Arzt-Geschichten (3): noch ein Hausarzt

Sie wollen abnehmen? Dann hab‘ ich einen Geheimtip für Sie: Lassen Sie sich scheiden! Zetteln Sie einen Rosenkrieg an, bei dem Sie alle zwei Wochen einen fünfzigseitigen Schriftsatz vom gegnerischen Anwalt im Briefkasten haben, in dem alles, was in Ihrer Ehe mal eine Bedeutung hatte, auf gemeinste Weise verdreht und verzerrt wird. 

Dann sind Sie nach kurzer Zeit 10 Kilo leichter. So war es bei mir. Allerdings erkaufen Sie den Gewichtsverlust mit Schlaflosigkeit und einem zerrütteten Nervenkostüm, das Ihnen ein normales Leben nahezu unmöglich macht. Aber zum Glück gibt es Ärzte, die wissen, was gut für uns ist! 

Vor rund zehn Jahren begab sich folgendes in meinem Leben. Am Rande des Nervenzusammenbruchs ging ich zu einem Allgemeinarzt. Der hatte den großen Vorteil, daß seine Praxis im selben Haus war, in dem ich damals gearbeitet habe. Meine dämlichen Entscheidungskriterien waren keine Anfahrt und keine tote Zeit im Wartezimmer, da ich von der Sprechstundenhilfe im Büro angerufen wurde und nur schnell einen Stock tiefer gegen mußte. 
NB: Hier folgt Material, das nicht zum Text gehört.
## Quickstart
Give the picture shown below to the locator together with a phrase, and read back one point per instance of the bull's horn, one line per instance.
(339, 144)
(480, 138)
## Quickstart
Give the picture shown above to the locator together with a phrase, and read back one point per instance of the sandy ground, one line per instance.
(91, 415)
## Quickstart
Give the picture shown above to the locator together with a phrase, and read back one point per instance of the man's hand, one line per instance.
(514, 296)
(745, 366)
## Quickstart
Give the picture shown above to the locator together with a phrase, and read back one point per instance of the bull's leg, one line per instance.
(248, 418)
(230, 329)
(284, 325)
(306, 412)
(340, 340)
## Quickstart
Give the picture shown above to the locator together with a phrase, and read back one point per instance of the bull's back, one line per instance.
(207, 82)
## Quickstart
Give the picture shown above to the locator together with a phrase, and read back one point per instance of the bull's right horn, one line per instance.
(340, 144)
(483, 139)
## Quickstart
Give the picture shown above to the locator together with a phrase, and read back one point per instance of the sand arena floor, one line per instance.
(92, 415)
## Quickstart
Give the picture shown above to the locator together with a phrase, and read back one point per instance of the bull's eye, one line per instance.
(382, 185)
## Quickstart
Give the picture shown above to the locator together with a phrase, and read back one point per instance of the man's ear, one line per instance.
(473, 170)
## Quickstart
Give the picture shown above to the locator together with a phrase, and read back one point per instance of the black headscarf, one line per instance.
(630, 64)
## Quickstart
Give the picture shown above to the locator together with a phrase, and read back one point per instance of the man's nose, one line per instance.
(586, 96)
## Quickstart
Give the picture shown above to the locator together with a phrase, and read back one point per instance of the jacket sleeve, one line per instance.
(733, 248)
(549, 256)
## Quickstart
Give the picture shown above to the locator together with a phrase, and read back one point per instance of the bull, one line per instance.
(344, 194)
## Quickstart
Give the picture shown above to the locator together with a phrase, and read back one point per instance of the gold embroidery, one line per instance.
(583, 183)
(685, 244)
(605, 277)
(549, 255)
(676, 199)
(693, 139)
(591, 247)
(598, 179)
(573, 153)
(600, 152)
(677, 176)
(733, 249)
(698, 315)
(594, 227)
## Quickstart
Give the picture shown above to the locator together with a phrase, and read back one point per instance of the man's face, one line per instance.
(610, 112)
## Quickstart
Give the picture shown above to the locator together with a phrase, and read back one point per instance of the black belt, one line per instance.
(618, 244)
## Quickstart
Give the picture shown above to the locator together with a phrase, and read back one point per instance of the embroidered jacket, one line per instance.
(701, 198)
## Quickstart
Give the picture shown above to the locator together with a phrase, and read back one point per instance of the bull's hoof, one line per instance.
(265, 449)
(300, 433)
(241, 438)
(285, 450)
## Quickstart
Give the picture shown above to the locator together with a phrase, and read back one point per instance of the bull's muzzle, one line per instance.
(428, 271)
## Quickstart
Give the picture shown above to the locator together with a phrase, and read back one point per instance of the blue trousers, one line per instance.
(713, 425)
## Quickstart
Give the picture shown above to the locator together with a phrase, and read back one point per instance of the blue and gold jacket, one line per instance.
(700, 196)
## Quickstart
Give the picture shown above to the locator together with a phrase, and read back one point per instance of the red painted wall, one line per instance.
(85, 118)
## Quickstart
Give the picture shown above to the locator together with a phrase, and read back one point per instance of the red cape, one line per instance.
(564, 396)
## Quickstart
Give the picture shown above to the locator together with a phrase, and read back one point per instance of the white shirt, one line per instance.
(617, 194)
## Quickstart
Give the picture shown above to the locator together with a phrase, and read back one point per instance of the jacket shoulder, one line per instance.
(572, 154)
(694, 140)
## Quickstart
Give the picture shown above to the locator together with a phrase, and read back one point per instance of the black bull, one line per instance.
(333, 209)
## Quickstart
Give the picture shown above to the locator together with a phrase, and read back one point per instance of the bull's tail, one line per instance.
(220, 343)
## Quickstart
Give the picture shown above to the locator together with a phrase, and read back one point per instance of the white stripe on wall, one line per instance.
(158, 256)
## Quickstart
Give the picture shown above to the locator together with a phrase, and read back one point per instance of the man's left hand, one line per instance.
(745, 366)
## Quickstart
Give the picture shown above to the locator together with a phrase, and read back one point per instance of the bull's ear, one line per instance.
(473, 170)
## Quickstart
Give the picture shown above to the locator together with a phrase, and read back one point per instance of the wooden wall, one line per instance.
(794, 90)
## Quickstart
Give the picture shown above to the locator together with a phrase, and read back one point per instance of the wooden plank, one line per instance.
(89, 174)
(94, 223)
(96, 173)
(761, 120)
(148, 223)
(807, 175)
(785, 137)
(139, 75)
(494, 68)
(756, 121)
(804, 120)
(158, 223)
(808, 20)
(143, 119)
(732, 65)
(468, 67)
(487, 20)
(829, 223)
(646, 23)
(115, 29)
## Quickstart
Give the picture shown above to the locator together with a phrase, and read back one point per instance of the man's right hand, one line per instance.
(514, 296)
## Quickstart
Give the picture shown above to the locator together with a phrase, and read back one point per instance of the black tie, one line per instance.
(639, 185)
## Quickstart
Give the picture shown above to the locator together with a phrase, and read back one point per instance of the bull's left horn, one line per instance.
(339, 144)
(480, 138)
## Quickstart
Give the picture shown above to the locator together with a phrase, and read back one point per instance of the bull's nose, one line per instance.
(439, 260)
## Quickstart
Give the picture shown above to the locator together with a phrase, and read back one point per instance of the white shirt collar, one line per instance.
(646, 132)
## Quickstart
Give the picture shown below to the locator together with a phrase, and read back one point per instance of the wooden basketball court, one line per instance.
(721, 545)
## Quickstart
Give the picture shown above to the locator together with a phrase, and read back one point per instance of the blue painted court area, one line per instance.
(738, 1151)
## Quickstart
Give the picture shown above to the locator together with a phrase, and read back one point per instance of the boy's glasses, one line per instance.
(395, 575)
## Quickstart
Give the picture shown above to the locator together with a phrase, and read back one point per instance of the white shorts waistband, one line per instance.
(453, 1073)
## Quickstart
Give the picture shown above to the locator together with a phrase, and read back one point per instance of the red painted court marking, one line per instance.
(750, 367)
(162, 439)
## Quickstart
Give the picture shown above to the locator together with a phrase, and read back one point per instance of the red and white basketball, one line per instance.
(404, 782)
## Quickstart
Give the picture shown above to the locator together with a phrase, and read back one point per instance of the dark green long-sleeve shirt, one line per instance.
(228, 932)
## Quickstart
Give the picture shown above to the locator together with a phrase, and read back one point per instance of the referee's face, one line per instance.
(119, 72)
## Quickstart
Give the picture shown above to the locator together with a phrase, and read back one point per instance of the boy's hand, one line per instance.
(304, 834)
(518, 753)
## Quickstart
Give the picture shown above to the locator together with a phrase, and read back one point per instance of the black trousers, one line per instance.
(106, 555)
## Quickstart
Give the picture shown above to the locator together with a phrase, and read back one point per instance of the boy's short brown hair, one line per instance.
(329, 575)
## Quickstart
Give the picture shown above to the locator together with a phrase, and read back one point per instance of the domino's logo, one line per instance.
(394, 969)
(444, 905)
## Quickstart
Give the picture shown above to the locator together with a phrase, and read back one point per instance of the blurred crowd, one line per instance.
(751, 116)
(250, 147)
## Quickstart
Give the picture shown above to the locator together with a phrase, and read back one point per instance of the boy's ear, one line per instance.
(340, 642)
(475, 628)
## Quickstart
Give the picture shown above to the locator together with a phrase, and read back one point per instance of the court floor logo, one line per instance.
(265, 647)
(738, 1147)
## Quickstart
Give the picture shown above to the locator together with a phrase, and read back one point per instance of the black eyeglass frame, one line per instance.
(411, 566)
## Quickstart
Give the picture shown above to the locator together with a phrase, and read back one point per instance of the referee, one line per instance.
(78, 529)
Nach etwa 85 Sekunden Gespräch, in dem ich begann, meinen Zustand zu schildern, kam der Wundersatz, den Ärzte so gut beherrschen: „Ich hab‘ da was für sie“. Sprach’s, zückte seinen Rezeptblock, und verschrieb mir was ganz Leichtes. Damit kommen sie zur Ruhe und können wieder schlafen. Nehmen sie eine Tablette, bevor sie ins Bett gehen“. 

Was hatte der „Onkel Doktor“ für mich? Das Anti-Depressivum „Mirtazapin“. 

Als ich am Abend dieses Tages die Tablette aus der Folie drückte, hatte ich kein gutes Gefühl. Ich nahm deshalb nur eine halbe. Und diese halbe hat mich eine ganze Woche lang abgeschossen! Ich schlief zwar ein, doch nichts von dem, wozu Schlaf da ist, fand statt. Es war nur eine dumpfe qualvolle Betäubung. Keine Erholung, keine Erfrischung, keine Belebung. Ein grauenvoller Zombie-Zustand.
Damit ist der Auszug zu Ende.